The one it puts in the most uncomfortable spot is Prime Minister Chris Hipkins, who has been on a charm offensive with business and does not particularly need a class war six months before an election.
The next day, Hipkins made that clear in quite unequivocal words. There would be no capital gains tax. No wealth tax. Not in the Budget (and probably not in Labour’s 2023 tax policy, but it hasn’t got to that yet). There would not even be a cyclone tax, despite the estimated $9-14 billion cost of it.
Instead, he set out a way to pay for that which is very close to the way National would pay for it: debt for the big, longer-term infrastructure spending and using existing money for the rest of it.
That was in Hipkins’ first pre-Budget speech of the season, delivered to a business audience in Auckland.
He signalled where the money would go in the Budget: the cyclone recovery, targeted cost of living help, infrastructure, science and tech.
It would, he said, be his “no-frills Budget”.
If they were listening, some quarters of Labour’s support base may well have considered his speech to be one of bitter pills rather than no frills.
It’s not often you hear a Labour leader heaping praise on business and even thanking them, as Hipkins did when he said he knew that many had tried to absorb cost increases to try to keep prices as low as possible for consumers.
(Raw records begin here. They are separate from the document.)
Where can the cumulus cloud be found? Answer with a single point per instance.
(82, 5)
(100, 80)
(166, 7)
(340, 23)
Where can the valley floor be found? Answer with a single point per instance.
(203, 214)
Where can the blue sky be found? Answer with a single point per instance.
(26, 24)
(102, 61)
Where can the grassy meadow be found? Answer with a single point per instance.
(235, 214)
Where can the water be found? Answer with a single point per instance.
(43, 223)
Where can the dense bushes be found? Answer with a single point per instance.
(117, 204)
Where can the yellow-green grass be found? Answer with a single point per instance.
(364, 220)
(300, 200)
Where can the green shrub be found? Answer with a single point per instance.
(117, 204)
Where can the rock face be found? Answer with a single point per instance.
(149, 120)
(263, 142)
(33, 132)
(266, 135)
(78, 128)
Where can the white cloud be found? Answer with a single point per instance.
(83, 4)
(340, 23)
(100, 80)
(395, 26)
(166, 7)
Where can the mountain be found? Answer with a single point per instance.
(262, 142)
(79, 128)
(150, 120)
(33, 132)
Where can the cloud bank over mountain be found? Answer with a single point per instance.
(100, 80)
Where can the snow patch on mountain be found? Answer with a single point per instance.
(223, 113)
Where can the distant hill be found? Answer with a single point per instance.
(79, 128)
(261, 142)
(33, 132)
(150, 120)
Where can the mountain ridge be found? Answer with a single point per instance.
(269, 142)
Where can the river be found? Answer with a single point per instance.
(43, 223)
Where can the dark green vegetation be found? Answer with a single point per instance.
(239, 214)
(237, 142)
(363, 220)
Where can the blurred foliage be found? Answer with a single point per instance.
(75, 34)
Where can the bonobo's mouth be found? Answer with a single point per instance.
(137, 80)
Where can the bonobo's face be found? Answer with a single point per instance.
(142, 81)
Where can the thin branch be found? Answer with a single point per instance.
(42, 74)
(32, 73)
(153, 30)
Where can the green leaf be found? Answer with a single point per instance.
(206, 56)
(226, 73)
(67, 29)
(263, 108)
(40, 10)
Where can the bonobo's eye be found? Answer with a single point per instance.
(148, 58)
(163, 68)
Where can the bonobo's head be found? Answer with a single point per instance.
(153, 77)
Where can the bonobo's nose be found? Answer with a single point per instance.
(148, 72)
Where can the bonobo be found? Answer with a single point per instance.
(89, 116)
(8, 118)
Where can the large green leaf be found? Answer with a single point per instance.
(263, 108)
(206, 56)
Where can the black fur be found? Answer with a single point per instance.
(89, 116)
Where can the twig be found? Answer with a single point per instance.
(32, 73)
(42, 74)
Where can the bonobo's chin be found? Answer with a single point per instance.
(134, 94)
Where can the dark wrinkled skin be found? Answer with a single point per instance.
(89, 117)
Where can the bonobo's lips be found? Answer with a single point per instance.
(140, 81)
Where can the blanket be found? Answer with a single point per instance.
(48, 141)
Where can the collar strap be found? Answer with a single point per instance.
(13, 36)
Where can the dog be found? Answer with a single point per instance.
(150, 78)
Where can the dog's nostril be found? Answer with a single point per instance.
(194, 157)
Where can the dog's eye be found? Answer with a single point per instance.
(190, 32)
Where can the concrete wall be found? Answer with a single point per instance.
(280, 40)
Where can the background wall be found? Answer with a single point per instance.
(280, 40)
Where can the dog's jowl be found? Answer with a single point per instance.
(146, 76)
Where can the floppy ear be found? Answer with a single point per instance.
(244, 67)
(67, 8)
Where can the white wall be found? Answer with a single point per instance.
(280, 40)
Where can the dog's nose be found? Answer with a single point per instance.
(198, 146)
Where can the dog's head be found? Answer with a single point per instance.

And in case those businesspeople didn’t appreciate it, Hipkins spelled out to them what he had done in response to the concerns they had raised in his earlier meetings – most notably the easing of immigration rules to allow them to bring in more workers.
His courting of the business sector had begun in his first meeting as Prime Minister, when he went straight to Auckland and met a group of Auckland Chamber businesspeople.
He has been back to that sector repeatedly – but he is yet to speak at an actual Labour Party event. That won’t happen until the end of May at Labour’s Congress.
While he has also kept up regular meetings with the Council of Trade Unions, they are much lower-key.
It is part of his wider de-Ardernisation, a deliberate shift away from the style and priorities of Jacinda Ardern to his own and an attempt to rebuild bridges that Covid and Labour’s reforms agenda had destroyed - bridges with business and the voters.
That process began with his bonfire of policies and re-jig of the main priorities the Government was pursuing from Ardern’s climate change and child poverty to his own bread-and-butter issues.
His list of top priorities for new spending in the upcoming Budget was starkly different to Ardern’s because of what was missing. There was no mention of climate change, for instance, or child poverty.
His veering has sometimes been taken as an implicit criticism of Ardern’s approach.
But there is some method to what might seem like madness to Labour’s faithful.
With less than six months to go until the election, Hipkins is rebuilding bridges and trying to remove potential obstacles in his path. It takes a long time to build up economic credibility and Labour had lost a lot of ground.
Whether it was warranted or not, many in the business sector believed the Government was not listening to them over Covid-19 and afterwards.
Hipkins is not deluded into thinking that if he bends over backwards and flatters them, big business (or the wealthy) are suddenly going to flock to vote for Labour.
What is he hoping for is that a more constructive relationship with the business sector will flow on to the voters.
General optimism is a key factor in a government’s chances of holding on to power – and business confidence feeds into that.
It is also aimed at helping address one of Labour’s weak spots: it is perceived as a less capable economic manager than National. That has long been the case – barring a short period during the Covid-19 crisis.
Labour does not need to be beating National on that front, but it can’t afford to be so far behind that it becomes fatal. It needs to be competitive.
Since the change of leadership to Hipkins, there has been an improvement in the perception of Labour – this month’s Taxpayers’ Union Curia poll showed Labour has closed the gap significantly when voters were asked which party was best at managing inflation.
National had been 26 points ahead in January. It was now only 11 points ahead.
Hence Hipkins’ swift manoeuvre to self-brand as the “no-frills” guy to try to stifle National’s attacks on Labour as a big spending, wasteful Government. He has started countering that with figures that illustrated Labour’s spending record was maybe not as bad as Luxon was claiming.
He has started using words such as “restraint”.
Some kind of tax reform that penalised the wealthy would not necessarily destroy his moves in that area, but nor would it be helpful. It is not clean, it would buy an unnecessary fight and it would be another distracting topic.
So, there was a long pause from Parker when he was asked if “you” had the courage to undertake tax reforms to make the system fairer. He eventually answered yes, but the flurry of “buts” that followed it made it clear he was taking the “you” as a singular rather than a plural.
Yes, Parker as an individual would. But the Government? Maybe not.